Parmi les enfants entrés en sixième en 1995, un tiers était de parents ouvriers. Arrivés en terminale six ans plus tard, ils n’étaient plus que 15 % dans la filière S (scientifique). Et l’année d’après, ils ne représentaient que 6 % de l’ensemble des étudiants de classes préparatoires. Parmi les 180 000 étudiants de troisième cycle universitaire à la rentrée 2002, 8 800 seulement, soit 5 %, étaient d’origine ouvrière. Dans les grandes écoles, c’est le désert : 1 % d’enfants d’ouvriers et 2 % d’enfants d’employés à l’Institut d’études politiques de Paris à la rentrée 1997 (1).

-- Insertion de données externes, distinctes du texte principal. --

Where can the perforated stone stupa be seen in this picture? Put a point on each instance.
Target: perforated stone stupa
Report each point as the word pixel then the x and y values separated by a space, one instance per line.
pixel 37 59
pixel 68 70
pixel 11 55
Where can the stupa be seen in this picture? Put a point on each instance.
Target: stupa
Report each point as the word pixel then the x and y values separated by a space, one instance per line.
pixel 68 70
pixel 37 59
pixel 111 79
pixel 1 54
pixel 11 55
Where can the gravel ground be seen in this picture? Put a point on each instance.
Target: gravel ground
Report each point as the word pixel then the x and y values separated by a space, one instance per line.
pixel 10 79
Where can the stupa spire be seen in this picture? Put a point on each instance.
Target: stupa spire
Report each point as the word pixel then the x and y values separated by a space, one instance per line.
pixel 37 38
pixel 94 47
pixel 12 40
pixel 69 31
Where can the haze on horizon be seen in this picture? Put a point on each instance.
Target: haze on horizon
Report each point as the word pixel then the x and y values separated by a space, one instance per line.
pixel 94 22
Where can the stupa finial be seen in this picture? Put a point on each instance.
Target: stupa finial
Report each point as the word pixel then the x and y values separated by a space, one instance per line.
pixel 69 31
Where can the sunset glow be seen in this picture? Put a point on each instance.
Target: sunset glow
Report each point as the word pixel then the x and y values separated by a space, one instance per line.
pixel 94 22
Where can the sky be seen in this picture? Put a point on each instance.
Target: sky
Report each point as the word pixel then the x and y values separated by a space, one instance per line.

Comme l’a montré Pierre Bourdieu dans les années 60, la proximité entre le milieu familial et l’univers de l’école est un atout essentiel. Plus on s’en éloigne et moins on a de chances d’aller loin. Pratiquer à la maison le même langage qu’à l’école, pouvoir bénéficier d’un soutien, avoir des loisirs culturels et pédagogiquement orientés, ça aide. Avoir des parents qui ont pratiqué l’école permet de mieux comprendre son fonctionnement. Pour pouvoir choisir la bonne filière, encore faut-il en connaître les exigences et d’abord... l’existence.

A cela s’ajoute l’impact des conditions de vie. Au cours de la période 1990-2000, 59 % des enfants qui ne disposaient pas d’une chambre pour eux seuls avaient au moins redoublé une fois à l’âge de 15 ans, contre moitié moins pour ceux qui avaient leur propre chambre, indique une étude non encore publiée, réalisée à partir de l’enquête emploi de l’Insee (2). Au collège et au lycée, les cours privés payants sont en plein boom. Acadomia, le leader dans ce domaine, a vu son chiffre d’affaires progresser de 56 % en 2003. Tarifs : 26,50 euros de l’heure, que les familles non imposables paient au prix fort quand les autres peuvent en déduire la moitié de leurs impôts. Dans l’enseignement supérieur, la gratuité est un leurre dans certaines filières : l’intensité du travail et l’absence de voies adaptées pour les étudiants salariés suffisent à barrer la route aux plus modestes. Quant aux bourses sur critères sociaux, leur montant les fait ressembler davantage à un alibi que la société se donne qu’à autre chose.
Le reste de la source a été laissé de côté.